После того, как общее отображение пользовательского корея __TEXT и __DATA -сегменты этого заголовка (а также любой сегмент между этими, если таковые имеются). __TEXT используется, поэтому вы можете вызвать другие функции из своих крючков. __DATA используется, поэтому изменения в глобальных переменных рассматриваются как EL1, так и EL0.

Поскольку это отображение представляет собой копию __TEXT и __DATA один на один, легко выяснить адрес функции замены пользователя. Учитывая адрес заголовка Mach -O u Process, адрес начала общего картирования k и адрес функции замены пользователя r , мы применяем следующую формулу: replacement = k + (r - u)

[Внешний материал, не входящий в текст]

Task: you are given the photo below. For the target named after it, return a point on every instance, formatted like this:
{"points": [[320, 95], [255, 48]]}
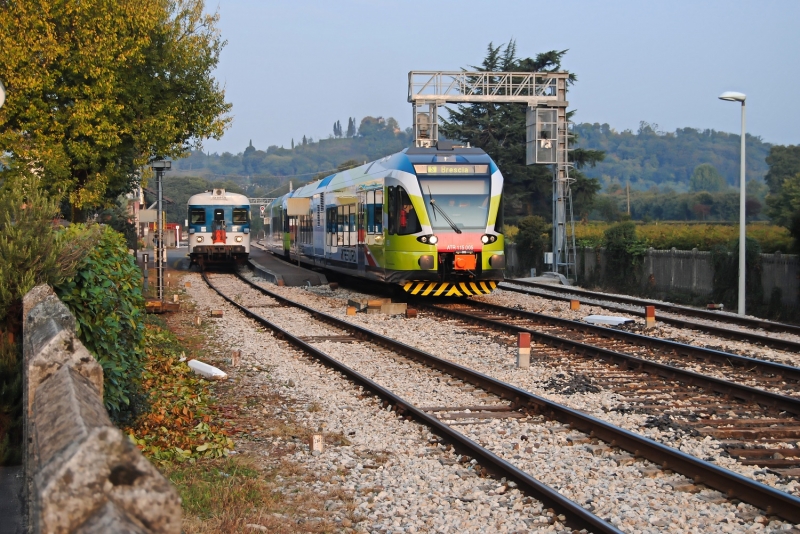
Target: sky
{"points": [[293, 68]]}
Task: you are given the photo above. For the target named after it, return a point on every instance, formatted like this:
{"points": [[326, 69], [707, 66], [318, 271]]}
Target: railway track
{"points": [[524, 404], [683, 316], [645, 373]]}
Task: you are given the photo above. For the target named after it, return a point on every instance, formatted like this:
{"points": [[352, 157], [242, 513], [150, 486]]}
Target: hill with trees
{"points": [[271, 168], [668, 160]]}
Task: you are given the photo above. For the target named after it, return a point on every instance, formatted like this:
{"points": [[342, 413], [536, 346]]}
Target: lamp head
{"points": [[733, 96]]}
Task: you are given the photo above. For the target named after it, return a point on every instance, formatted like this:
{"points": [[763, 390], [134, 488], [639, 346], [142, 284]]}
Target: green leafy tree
{"points": [[499, 129], [783, 162], [706, 178], [97, 89], [623, 253], [651, 158], [783, 179], [106, 299]]}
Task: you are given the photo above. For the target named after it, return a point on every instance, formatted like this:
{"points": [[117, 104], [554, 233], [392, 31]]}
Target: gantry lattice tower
{"points": [[545, 94]]}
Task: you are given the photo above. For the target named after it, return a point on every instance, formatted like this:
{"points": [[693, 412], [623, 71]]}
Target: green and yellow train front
{"points": [[443, 235]]}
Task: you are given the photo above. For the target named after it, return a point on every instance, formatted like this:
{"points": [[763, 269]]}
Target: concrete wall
{"points": [[691, 272], [82, 474]]}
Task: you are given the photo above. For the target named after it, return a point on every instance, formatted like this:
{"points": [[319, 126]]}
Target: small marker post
{"points": [[650, 316], [317, 443], [523, 350]]}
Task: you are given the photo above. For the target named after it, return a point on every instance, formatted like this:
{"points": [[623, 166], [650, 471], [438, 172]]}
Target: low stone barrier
{"points": [[82, 474]]}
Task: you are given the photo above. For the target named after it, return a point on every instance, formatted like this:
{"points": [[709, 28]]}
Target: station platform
{"points": [[281, 272]]}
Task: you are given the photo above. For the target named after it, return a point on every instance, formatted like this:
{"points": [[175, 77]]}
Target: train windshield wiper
{"points": [[435, 207]]}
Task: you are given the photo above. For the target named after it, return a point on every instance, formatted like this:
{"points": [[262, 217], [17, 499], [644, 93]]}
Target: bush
{"points": [[105, 296], [725, 259], [33, 251], [623, 254]]}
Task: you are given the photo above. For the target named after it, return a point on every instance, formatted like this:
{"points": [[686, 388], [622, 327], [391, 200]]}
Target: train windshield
{"points": [[465, 200]]}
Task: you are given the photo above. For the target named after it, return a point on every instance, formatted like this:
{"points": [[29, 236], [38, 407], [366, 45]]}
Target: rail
{"points": [[82, 474], [577, 516], [771, 500]]}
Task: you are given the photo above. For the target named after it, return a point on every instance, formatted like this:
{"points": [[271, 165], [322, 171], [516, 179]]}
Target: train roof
{"points": [[218, 197], [401, 161]]}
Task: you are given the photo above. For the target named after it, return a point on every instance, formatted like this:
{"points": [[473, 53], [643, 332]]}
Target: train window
{"points": [[391, 193], [240, 215], [374, 212], [197, 216], [379, 212], [330, 223], [403, 214], [305, 229]]}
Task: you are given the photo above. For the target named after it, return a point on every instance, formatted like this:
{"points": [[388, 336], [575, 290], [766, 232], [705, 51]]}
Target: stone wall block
{"points": [[109, 518], [86, 466]]}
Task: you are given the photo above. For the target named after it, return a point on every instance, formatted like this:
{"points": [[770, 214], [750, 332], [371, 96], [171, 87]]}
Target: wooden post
{"points": [[523, 350]]}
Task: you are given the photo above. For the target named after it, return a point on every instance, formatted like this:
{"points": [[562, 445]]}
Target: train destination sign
{"points": [[451, 169]]}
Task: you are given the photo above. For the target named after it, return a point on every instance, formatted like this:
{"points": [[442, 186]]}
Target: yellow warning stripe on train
{"points": [[449, 289]]}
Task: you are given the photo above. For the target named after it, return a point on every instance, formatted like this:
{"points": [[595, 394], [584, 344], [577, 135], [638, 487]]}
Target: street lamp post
{"points": [[160, 166], [732, 96]]}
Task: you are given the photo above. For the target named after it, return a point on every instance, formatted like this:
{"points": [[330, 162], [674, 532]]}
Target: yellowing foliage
{"points": [[664, 236]]}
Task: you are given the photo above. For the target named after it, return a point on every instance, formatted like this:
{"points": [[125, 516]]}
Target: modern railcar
{"points": [[427, 219], [219, 228]]}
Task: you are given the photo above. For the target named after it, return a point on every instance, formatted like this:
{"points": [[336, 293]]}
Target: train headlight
{"points": [[428, 239]]}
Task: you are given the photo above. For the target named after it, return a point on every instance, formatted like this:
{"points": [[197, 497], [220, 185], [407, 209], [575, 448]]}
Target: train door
{"points": [[319, 228], [331, 244], [361, 232]]}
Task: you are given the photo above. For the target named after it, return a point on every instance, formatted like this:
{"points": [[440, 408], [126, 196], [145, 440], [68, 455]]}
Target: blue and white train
{"points": [[219, 228]]}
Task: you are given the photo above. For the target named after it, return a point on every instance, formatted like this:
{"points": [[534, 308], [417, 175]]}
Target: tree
{"points": [[248, 158], [784, 162], [98, 89], [499, 129], [706, 178]]}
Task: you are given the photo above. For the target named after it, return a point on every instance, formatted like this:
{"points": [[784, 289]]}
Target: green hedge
{"points": [[683, 236], [105, 296]]}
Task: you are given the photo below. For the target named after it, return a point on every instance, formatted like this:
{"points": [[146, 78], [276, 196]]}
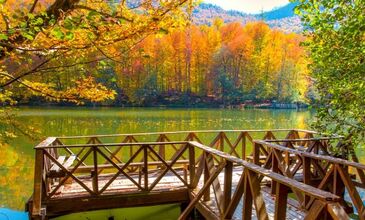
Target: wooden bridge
{"points": [[230, 174]]}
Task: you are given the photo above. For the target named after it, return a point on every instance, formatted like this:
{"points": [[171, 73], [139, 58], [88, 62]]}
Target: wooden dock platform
{"points": [[220, 180]]}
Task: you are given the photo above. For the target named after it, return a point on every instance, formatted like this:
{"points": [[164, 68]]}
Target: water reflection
{"points": [[16, 166]]}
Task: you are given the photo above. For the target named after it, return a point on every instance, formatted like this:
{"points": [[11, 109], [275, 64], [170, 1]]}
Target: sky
{"points": [[248, 6]]}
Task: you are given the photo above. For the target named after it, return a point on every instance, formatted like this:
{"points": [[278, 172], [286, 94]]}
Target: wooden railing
{"points": [[145, 164], [249, 186], [238, 143], [314, 166]]}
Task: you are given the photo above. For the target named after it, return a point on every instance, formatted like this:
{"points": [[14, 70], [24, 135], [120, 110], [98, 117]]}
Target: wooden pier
{"points": [[230, 174]]}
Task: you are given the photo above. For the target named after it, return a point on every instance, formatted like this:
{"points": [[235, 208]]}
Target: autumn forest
{"points": [[175, 63]]}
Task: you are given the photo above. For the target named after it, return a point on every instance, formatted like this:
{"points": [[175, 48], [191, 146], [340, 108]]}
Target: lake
{"points": [[16, 163]]}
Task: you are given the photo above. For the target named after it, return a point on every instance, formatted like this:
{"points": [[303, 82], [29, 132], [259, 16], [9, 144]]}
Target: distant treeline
{"points": [[223, 64]]}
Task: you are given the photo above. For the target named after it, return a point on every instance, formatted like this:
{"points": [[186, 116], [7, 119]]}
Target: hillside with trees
{"points": [[282, 18]]}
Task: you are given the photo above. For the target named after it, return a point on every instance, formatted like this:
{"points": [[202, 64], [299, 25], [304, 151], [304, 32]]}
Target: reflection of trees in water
{"points": [[16, 163], [16, 177]]}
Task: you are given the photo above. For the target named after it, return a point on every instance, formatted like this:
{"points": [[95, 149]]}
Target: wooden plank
{"points": [[315, 210], [216, 185], [145, 167], [237, 195], [191, 165], [309, 190], [247, 199], [70, 160], [258, 199], [337, 212], [95, 174], [281, 201], [228, 170], [206, 186], [55, 167], [38, 183], [125, 200], [354, 195]]}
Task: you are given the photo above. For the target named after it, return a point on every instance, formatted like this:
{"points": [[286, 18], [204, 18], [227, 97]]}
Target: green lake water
{"points": [[17, 158]]}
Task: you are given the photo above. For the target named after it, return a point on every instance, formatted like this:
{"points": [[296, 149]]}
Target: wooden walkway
{"points": [[234, 176]]}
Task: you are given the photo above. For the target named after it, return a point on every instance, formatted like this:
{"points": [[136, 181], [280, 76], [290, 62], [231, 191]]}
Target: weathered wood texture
{"points": [[162, 165]]}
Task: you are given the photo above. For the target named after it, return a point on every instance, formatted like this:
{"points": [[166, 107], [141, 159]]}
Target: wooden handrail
{"points": [[97, 162], [108, 144], [312, 155], [309, 190], [185, 132]]}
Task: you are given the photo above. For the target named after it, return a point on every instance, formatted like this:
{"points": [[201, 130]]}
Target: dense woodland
{"points": [[157, 53], [221, 64]]}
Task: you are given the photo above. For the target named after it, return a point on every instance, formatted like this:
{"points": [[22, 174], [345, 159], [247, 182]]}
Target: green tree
{"points": [[336, 40]]}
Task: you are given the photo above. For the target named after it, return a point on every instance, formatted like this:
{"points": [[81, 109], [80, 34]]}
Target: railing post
{"points": [[206, 177], [191, 164], [228, 170], [243, 145], [94, 172], [256, 153], [145, 167], [306, 176], [38, 184], [275, 169], [281, 201]]}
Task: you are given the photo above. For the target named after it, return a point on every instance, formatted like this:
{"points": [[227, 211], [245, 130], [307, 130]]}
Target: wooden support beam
{"points": [[228, 171], [191, 165], [38, 183], [247, 199], [200, 194], [281, 201]]}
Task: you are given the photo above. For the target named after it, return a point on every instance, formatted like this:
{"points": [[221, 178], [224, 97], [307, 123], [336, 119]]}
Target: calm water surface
{"points": [[17, 158]]}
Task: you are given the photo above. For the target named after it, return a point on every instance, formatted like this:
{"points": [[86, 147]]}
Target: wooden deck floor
{"points": [[171, 183]]}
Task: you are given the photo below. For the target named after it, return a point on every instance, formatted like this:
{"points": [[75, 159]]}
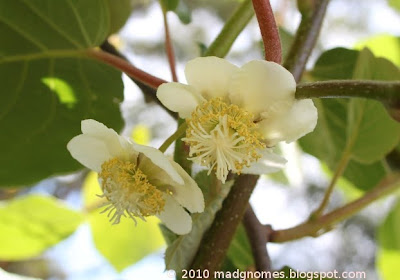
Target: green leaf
{"points": [[169, 5], [335, 64], [239, 252], [181, 252], [123, 244], [49, 85], [32, 224], [183, 12], [389, 231], [383, 45], [388, 258], [395, 4], [359, 129], [120, 10]]}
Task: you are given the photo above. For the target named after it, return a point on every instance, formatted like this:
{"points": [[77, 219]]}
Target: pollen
{"points": [[223, 137], [128, 191]]}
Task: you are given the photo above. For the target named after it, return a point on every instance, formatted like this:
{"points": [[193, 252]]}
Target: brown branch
{"points": [[126, 67], [269, 30], [216, 241], [148, 91], [315, 227], [258, 235], [306, 37]]}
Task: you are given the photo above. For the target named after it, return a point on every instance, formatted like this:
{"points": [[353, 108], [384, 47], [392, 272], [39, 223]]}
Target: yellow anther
{"points": [[223, 137], [128, 191]]}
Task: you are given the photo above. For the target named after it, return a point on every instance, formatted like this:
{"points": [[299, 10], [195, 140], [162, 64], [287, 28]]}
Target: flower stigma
{"points": [[128, 190], [223, 137]]}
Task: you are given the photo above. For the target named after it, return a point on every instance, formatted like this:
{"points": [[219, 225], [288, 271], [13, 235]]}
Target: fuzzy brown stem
{"points": [[269, 30]]}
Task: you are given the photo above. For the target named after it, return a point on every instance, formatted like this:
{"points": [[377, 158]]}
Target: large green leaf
{"points": [[395, 4], [32, 224], [383, 45], [389, 238], [359, 129], [123, 244], [181, 252], [49, 85]]}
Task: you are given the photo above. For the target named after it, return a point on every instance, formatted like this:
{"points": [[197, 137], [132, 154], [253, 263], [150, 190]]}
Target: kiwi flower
{"points": [[137, 181], [235, 115]]}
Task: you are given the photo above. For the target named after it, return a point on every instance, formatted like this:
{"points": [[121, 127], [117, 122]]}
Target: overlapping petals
{"points": [[147, 177], [265, 90]]}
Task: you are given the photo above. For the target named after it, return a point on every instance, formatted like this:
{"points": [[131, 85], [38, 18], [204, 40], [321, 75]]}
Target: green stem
{"points": [[169, 47], [269, 30], [231, 30], [306, 36], [177, 134], [315, 227], [380, 90]]}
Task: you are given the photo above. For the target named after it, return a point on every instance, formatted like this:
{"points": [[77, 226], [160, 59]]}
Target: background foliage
{"points": [[50, 83]]}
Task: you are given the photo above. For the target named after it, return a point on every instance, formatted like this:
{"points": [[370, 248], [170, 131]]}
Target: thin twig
{"points": [[325, 222], [258, 236], [305, 39], [148, 91], [126, 67], [169, 47], [217, 240], [388, 91], [231, 30], [269, 30]]}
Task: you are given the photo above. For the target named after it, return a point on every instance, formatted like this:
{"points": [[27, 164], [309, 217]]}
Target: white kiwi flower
{"points": [[235, 115], [137, 181]]}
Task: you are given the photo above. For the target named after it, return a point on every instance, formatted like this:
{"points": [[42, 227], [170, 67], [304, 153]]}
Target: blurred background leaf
{"points": [[388, 258], [363, 124], [179, 255], [50, 86], [123, 244], [31, 224]]}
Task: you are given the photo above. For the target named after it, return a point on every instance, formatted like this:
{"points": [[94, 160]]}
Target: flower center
{"points": [[223, 137], [128, 191]]}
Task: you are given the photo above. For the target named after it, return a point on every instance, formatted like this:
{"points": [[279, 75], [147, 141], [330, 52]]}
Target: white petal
{"points": [[263, 86], [179, 98], [189, 194], [269, 163], [210, 75], [89, 151], [111, 139], [300, 120], [175, 217], [158, 158]]}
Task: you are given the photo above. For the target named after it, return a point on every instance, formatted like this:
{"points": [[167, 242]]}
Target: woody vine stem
{"points": [[217, 239]]}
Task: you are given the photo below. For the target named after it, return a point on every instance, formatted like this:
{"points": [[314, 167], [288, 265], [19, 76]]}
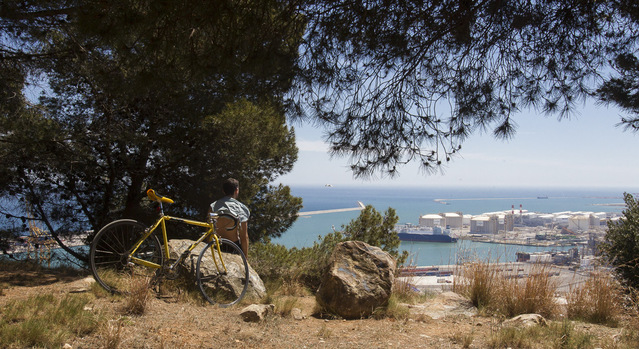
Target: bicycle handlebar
{"points": [[222, 214]]}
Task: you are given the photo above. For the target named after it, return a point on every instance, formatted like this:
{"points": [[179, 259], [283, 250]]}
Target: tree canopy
{"points": [[135, 94], [621, 244], [409, 80], [178, 95]]}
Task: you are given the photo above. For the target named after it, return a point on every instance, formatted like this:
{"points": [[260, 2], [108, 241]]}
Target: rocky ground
{"points": [[446, 321]]}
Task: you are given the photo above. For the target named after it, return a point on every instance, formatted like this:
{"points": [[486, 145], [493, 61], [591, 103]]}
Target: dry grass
{"points": [[492, 290], [558, 335], [598, 300], [137, 297], [477, 281], [112, 334], [532, 294], [45, 321]]}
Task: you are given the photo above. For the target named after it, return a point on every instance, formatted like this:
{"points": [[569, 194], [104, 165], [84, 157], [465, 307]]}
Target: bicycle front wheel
{"points": [[109, 255], [223, 280]]}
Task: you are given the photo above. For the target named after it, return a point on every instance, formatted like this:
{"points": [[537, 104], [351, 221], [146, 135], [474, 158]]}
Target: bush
{"points": [[533, 294], [621, 244], [278, 265]]}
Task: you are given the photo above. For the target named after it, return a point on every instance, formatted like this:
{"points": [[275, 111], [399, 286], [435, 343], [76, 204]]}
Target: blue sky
{"points": [[586, 150]]}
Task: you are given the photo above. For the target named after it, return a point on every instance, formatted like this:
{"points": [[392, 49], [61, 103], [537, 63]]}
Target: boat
{"points": [[411, 232]]}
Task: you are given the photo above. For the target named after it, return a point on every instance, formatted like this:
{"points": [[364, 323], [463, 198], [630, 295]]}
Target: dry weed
{"points": [[112, 334], [477, 281], [598, 300], [533, 293], [136, 299]]}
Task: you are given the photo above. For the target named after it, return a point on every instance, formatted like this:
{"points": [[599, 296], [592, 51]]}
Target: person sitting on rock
{"points": [[230, 205]]}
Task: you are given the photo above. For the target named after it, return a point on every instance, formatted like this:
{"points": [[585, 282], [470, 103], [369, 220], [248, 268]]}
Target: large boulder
{"points": [[233, 279], [358, 280]]}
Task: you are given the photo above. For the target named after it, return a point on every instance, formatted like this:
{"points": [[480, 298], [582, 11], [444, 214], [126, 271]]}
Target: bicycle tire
{"points": [[220, 288], [109, 255]]}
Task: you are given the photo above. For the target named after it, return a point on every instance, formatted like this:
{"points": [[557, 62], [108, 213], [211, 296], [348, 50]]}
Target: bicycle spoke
{"points": [[109, 255]]}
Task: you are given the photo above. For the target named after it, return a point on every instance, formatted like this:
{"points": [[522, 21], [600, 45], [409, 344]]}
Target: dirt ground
{"points": [[168, 323]]}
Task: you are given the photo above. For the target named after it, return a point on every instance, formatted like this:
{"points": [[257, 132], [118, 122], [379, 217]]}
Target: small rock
{"points": [[296, 313], [256, 312], [526, 320]]}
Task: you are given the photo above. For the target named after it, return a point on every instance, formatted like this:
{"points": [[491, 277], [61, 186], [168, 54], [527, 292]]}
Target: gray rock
{"points": [[256, 312], [526, 320], [359, 279], [233, 280], [296, 313]]}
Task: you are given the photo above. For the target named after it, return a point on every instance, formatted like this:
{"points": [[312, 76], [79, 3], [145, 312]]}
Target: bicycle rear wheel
{"points": [[109, 255], [220, 286]]}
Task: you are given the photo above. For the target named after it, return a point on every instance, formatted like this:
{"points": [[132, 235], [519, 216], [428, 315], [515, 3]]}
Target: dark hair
{"points": [[229, 186]]}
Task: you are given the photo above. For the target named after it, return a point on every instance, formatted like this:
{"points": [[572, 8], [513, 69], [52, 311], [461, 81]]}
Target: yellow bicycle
{"points": [[126, 248]]}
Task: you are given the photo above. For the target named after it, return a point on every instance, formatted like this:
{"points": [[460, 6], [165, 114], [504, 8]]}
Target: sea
{"points": [[411, 203]]}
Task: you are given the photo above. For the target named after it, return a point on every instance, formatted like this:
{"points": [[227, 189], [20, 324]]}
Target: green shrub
{"points": [[277, 265]]}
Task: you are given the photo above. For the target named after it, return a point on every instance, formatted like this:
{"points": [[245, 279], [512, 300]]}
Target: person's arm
{"points": [[244, 237]]}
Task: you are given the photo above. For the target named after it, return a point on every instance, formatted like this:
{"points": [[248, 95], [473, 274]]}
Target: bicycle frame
{"points": [[210, 233]]}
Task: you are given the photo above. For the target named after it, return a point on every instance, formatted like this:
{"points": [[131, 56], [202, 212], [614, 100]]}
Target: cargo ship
{"points": [[411, 232]]}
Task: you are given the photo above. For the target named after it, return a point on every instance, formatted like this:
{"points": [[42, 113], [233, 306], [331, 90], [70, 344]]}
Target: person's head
{"points": [[230, 187]]}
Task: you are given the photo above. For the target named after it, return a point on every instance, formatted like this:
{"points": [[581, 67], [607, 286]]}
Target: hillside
{"points": [[182, 321]]}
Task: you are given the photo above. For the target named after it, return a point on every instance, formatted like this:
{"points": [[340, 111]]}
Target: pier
{"points": [[311, 213]]}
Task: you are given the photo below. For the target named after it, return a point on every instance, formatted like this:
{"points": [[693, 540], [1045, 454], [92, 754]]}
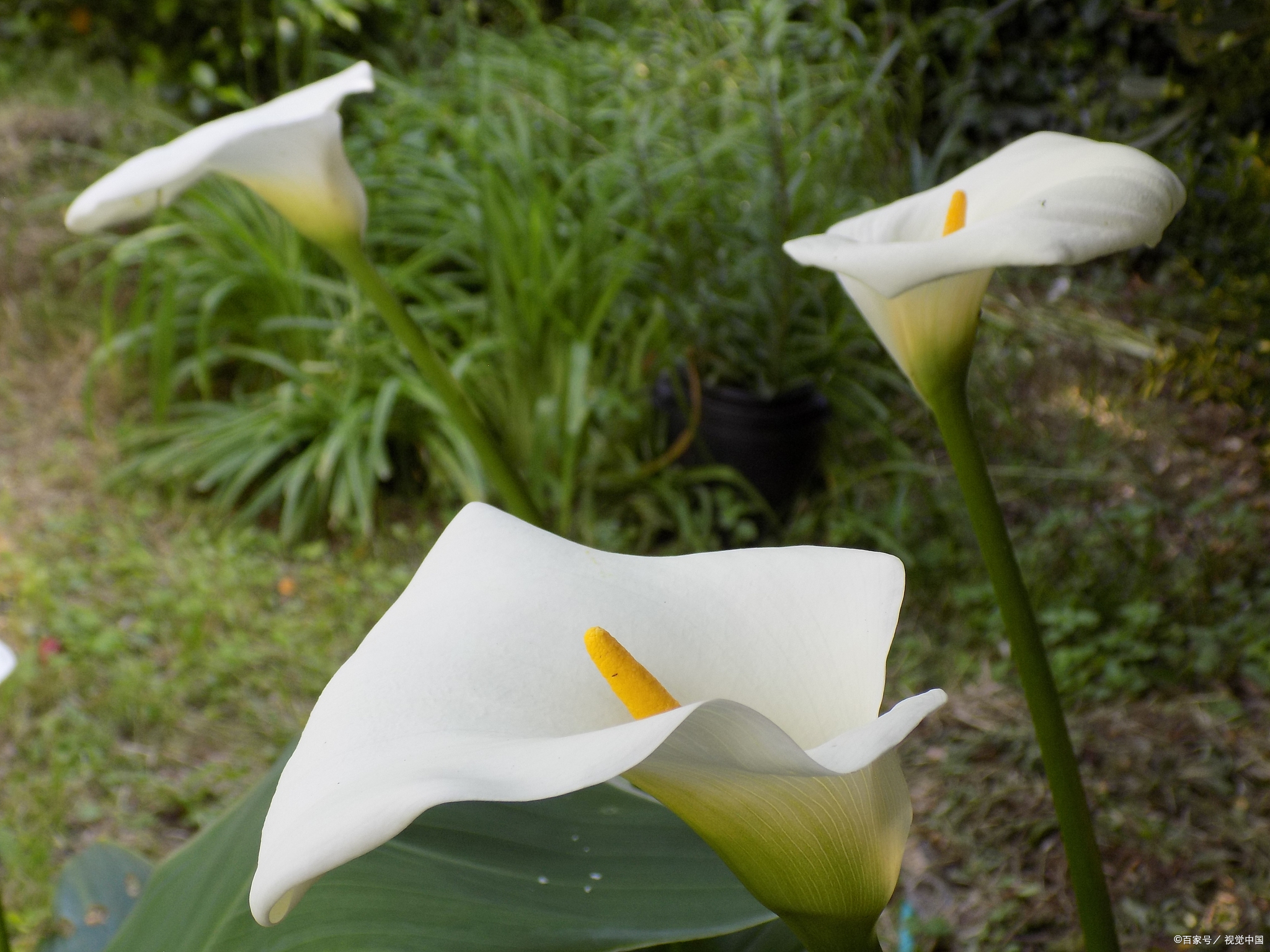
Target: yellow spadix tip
{"points": [[642, 694], [956, 219]]}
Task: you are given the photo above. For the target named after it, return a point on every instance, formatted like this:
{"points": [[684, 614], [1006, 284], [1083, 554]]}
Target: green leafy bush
{"points": [[562, 226]]}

После этого replacement является виртуальным адресом ядра функции замены пользователя на общем отображении и записывается в структуру функции крючка. xnuspy не перенаправляет выполнение по адресу EL0 функции замены, потому что это чрезвычайно небезопасно: это не только ставит нас в милость планировщика, но и не дает нам контроля над сценарием, когда процесс с крюком ядра умирает, в то время как поток ядра все еще выполняется при замене.

Наконец, общее отображение помечено как исполняемое, и собирается безусловная непосредственная ветвь ( B ). Он направляет выполнение на начало tramp , и это заменяет первую инструкцию функции ядра, которая сейчас подготовлена. К сожалению, это ограничивает нас от разветвления до конструкций зацепления более чем в 128 МБ от данной функции ядра. Xnuspy действительно проверяет этот сценарий перед загрузкой и возвращается к неиспользованному коду, уже в ядре, чтобы структуры крючка могли бы проживать, вместо этого, если это обнаружит, что это может произойти.

Я делаю все возможное, чтобы убедиться, что патчфинды работают, поэтому, если что -то не работает, пожалуйста, откройте проблему.